Apesar de o MPC-RO ter requerido, já nessa fase, a oitiva dos responsáveis para apresentação de justificativas, o relator consignou que entendeu mais oportuno postergar a abertura do contraditório para etapa subsequente, após instrução técnica ampla pela unidade competente, com análise detalhada do Estudo Técnico Preliminar, Termo de Referência, justificativa de preços, atestado de exclusividade e demais peças do Processo Administrativo nº 2483/SEMOSP/2025. A decisão registrou que essa providência buscaria permitir identificação precisa de responsabilidades, evitando restrição indevida ou omissão de outros agentes eventualmente envolvidos.
Ao final, o conselheiro Jailson Viana decidiu conhecer a representação do MPC-RO por preencher requisitos de admissibilidade previstos no art. 52-A, III, da Lei Complementar Estadual nº 154/1996 e no art. 82-A, III, do Regimento Interno do TCE-RO. Em seguida, deferiu a tutela antecipada inibitória para determinar que o prefeito de Buritis, Valtair Fritz dos Reis, do PL, o superintendente de Licitações e Contratações, Thiago Alves de Sousa, e a agente de contratação, Verônica da Silva Apolinário — ou quem os substitua legalmente — se abstenham de dar prosseguimento à contratação direta questionada, inclusive com suspensão imediata de quaisquer atos voltados à formalização, execução ou pagamento da despesa, até ulterior decisão da Corte.

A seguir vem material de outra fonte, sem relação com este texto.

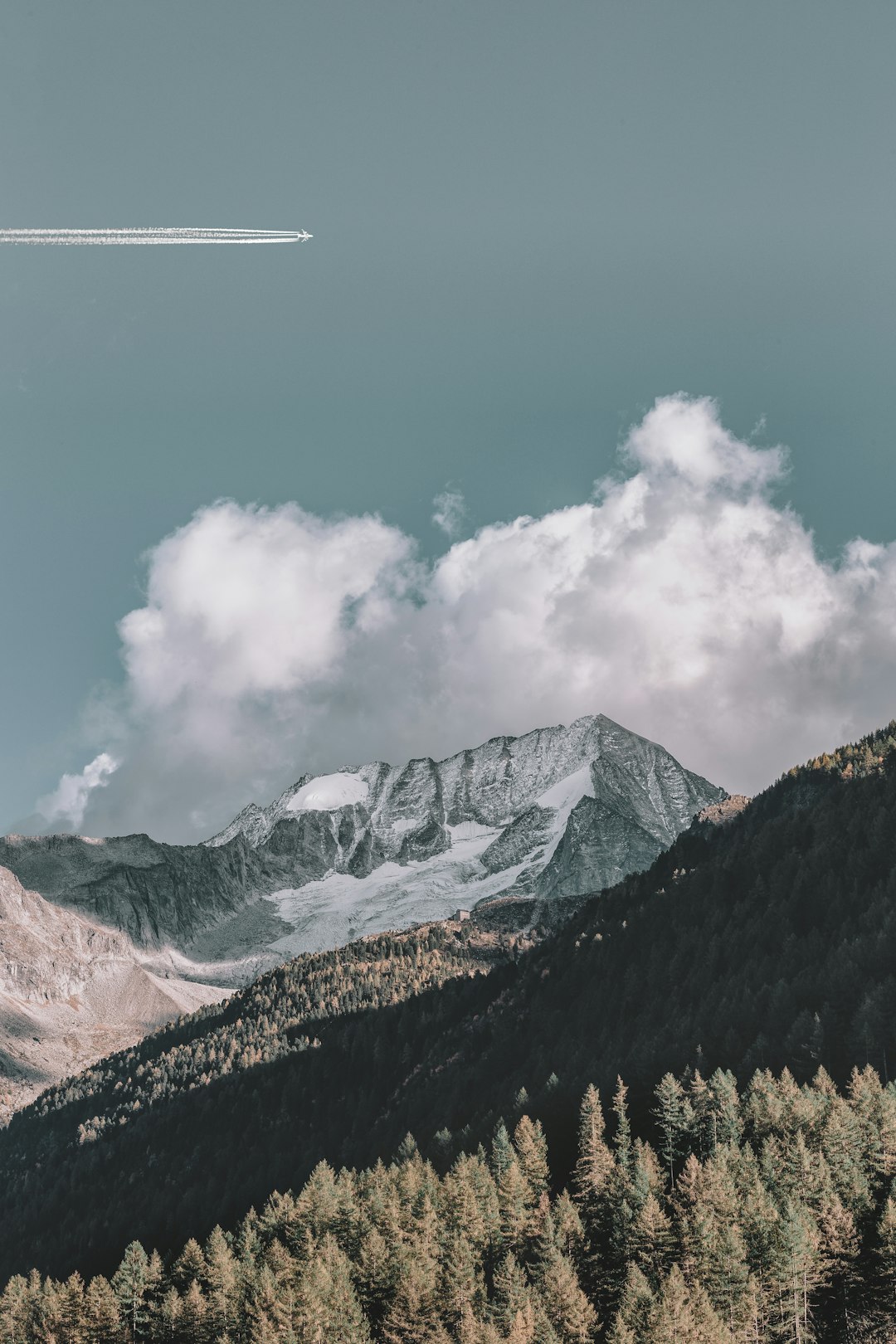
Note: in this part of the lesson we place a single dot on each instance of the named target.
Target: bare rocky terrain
(73, 991)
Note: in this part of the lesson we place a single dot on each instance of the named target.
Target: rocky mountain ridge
(71, 991)
(555, 813)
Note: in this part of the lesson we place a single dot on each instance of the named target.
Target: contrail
(144, 236)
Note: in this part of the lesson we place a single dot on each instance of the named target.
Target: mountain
(555, 813)
(761, 942)
(536, 819)
(71, 991)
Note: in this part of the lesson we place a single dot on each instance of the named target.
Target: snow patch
(563, 797)
(340, 908)
(328, 791)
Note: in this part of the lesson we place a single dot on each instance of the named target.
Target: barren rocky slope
(71, 991)
(558, 812)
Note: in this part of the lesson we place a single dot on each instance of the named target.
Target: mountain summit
(559, 812)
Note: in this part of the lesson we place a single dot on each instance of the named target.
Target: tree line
(765, 1216)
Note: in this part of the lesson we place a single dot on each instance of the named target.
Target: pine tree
(674, 1118)
(129, 1283)
(327, 1308)
(622, 1137)
(566, 1307)
(219, 1281)
(511, 1298)
(631, 1320)
(102, 1317)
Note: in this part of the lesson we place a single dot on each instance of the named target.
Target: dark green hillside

A decisão fixou prazo de cinco dias, contados da notificação, para que os responsáveis comprovem as medidas adotadas para cumprir a tutela, sob pena de aplicação de penalidade pecuniária prevista no art. 55, inciso IV, da Lei Complementar Estadual nº 154/1996. Além disso, foi estabelecida multa cominatória de R$ 5.000,00 em caso de descumprimento da ordem de suspensão, a ser suportada pelos agentes mencionados, com fundamento no art. 99-A da Lei Complementar nº 154/1996, combinado com o art. 536, § 1º, do Código de Processo Civil.
O despacho também determinou providências administrativas, incluindo intimação urgente dos responsáveis com cópia da representação e da decisão, intimação da empresa ARMCO STACO S.A. Indústria Metalúrgica, ciência ao Ministério Público de Contas, publicação no Diário Oficial Eletrônico do TCE-RO como marco inicial para eventual recurso, e sobrestamento dos autos para acompanhamento do prazo, com posterior encaminhamento à Secretaria-Geral de Controle Externo para exame e instrução, além de autorização para diligências necessárias.